Catequistas, entre la vocación y la preparación

 No es tan difícil de entender. No basta con la buena voluntad, es necesaria la preparación para poder instruir, para la transmisión de los conocimientos, a no ser que los educadores nazcan dotados por un especial don providencial, por una facultad que los dote de la genialidad. Son personas especiales, que destacan en las labores que desarrollan, en los proyectos que emprenden y se cualifican conforme desarrollan sus experiencias, exprimiendo las situaciones y enfrentándose a los obstáculos con valentía y decisión. La mayoría, si dedican sus obras a combatir las desigualdades sociales, a beneficiar a los desfavorecidos, a los que no tienen nada y son negados a cualquier posesión que les endulce la existencia, terminan adquiriendo la condición de la santidad. O el éxito, si acaso conducen sus pasos por los caminos de la empresa, o inician andaduras mercantiles desde los más bajos estamentos de las compañías. Suelen ser contados los casos. La mayoría necesitamos esa instrucción, acompañar las facultades por complementos didácticos que, o bien desarrollen nuestras habilidades, o nos formen desde el desconocimiento.

Se ha pronunciado D. Juan José Asenjo Pelegrina, Arzobispo de la Diócesis de Sevilla, sobre la necesidad de superar la notoria precariedad formativa de algunos catequistas, que siguen anclados en gnosis básicas, en razonamientos primarios. Sus temas están desfasados, a pesar de la buena voluntad que muestran.

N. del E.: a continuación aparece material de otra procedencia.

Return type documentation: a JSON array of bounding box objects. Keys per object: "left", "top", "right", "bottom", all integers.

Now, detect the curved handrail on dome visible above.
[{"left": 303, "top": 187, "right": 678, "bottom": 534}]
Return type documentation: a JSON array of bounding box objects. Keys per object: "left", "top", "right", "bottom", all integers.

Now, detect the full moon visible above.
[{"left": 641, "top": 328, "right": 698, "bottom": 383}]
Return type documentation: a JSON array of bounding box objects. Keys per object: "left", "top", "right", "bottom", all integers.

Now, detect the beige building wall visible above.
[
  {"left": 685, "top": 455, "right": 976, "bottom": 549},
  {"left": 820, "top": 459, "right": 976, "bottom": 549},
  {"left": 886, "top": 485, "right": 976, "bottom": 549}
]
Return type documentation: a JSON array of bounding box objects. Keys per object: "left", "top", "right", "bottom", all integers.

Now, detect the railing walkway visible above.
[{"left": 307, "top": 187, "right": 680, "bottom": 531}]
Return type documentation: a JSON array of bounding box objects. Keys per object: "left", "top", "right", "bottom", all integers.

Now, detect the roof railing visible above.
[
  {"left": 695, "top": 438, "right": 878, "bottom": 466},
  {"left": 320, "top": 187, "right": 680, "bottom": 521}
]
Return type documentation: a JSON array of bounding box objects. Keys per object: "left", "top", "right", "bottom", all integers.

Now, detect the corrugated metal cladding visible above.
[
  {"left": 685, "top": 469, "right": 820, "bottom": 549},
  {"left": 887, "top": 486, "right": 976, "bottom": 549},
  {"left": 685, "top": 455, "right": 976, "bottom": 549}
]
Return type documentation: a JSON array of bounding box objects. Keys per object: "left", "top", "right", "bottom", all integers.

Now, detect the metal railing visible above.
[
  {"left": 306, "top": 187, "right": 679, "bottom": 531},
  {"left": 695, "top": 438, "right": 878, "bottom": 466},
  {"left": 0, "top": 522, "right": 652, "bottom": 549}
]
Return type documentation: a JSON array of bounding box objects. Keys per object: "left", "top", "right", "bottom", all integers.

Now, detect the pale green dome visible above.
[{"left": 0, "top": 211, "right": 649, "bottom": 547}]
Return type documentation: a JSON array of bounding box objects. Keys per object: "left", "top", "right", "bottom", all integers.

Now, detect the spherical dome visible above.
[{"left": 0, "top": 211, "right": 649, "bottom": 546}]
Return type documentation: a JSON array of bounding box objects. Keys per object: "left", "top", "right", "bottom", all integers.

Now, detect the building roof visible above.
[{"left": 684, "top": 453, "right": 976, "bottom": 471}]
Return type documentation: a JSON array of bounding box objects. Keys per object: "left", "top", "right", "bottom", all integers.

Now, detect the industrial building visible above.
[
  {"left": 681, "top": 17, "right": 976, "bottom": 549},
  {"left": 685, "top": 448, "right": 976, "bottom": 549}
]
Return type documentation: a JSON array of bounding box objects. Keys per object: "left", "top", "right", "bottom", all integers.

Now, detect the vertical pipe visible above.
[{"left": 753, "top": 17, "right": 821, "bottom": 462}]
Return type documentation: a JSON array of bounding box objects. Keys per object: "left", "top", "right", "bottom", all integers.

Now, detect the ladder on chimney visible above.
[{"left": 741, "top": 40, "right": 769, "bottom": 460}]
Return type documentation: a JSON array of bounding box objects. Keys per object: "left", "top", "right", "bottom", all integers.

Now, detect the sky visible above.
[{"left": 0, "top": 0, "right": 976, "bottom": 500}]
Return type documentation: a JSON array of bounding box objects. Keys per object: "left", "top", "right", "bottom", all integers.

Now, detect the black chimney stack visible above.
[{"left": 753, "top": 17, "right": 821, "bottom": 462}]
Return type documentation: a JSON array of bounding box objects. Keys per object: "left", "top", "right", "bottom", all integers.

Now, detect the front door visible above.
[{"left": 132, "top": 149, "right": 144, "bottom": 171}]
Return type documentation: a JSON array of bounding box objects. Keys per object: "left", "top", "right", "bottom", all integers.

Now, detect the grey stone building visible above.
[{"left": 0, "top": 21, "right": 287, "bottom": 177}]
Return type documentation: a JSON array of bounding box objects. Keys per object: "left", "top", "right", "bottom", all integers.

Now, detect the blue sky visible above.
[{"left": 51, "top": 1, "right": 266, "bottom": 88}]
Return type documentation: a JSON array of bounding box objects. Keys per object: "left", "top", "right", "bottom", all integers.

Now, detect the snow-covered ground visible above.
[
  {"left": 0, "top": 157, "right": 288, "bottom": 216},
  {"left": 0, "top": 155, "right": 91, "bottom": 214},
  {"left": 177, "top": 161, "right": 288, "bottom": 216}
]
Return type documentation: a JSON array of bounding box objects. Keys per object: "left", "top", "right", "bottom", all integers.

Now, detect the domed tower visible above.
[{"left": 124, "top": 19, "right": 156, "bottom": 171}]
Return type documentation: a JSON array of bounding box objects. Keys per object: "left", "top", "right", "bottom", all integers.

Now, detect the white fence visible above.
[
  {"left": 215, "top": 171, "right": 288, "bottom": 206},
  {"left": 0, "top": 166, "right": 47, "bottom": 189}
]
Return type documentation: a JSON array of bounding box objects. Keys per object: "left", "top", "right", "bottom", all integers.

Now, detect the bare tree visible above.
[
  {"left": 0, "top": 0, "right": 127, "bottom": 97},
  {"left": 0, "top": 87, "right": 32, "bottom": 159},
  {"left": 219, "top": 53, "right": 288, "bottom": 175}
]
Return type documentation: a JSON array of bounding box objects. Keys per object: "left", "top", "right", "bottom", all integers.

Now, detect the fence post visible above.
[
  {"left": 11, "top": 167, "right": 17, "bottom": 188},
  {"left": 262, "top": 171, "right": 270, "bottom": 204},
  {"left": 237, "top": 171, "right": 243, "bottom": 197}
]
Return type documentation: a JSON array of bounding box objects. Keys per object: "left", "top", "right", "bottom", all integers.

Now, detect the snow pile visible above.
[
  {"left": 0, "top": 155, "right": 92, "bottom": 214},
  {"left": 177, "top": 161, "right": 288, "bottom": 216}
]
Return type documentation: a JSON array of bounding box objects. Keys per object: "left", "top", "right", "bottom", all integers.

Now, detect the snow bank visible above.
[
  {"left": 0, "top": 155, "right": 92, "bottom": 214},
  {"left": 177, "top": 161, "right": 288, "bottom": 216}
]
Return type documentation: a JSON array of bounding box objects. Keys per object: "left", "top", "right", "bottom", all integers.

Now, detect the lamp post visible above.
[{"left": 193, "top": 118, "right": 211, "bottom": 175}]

Entiendo la preocupación del prelado. Las nuevas tecnologías expanden diariamente nuevas doctrinas que alejan a los cristianos de sus creencias, o que las desvirtúan con futilidades, que se adocenan en pensamientos y actitudes mucho menos comprometidas, en la facilidad por encontrar el bien material anteponiéndolo al fomento del espíritu. Ante estas nuevas contrariedades, ante estas fuerzas que sobrecargan las debilidades de la humanidad, que debilitan sus cimientos para demoler la voluntad y los valores, es necesaria la correcta instrucción de los catequistas pues son el primer contacto de quienes acuden a la Iglesia buscando soluciones a sus problemas. Son ellos, en primera instancia, los que deben transmitir el mensaje de la Iglesia, descubrir a los jóvenes el nuevo mundo, fomentar la comunión y mantener viva la llama de la fe en quienes superan los primeros ciclos y por supuesto, mantener intacta la ilusión que fomenta las causas para el logro de comunidad viva en torno a la figura y mensaje de Jesucristo. Son los agentes evangelizadores de primera línea y por tanto deben aleccionarse profunda y profusamente, desvincular sus métodos pedagógicos de la temporalidad que ofrecen a la infancia, en los cursillos de preparación para la primera comunión o para la reafirmar voluntariamente la condición de católicos, que adquirimos en el bautismo, y ofrecer a la sociedad una nueva y más cercana visión de la Iglesia del siglo XXI, así como la posibilidad de adquirir conocimientos y participar, de una manera congruente y comprometida, de todos sus actos.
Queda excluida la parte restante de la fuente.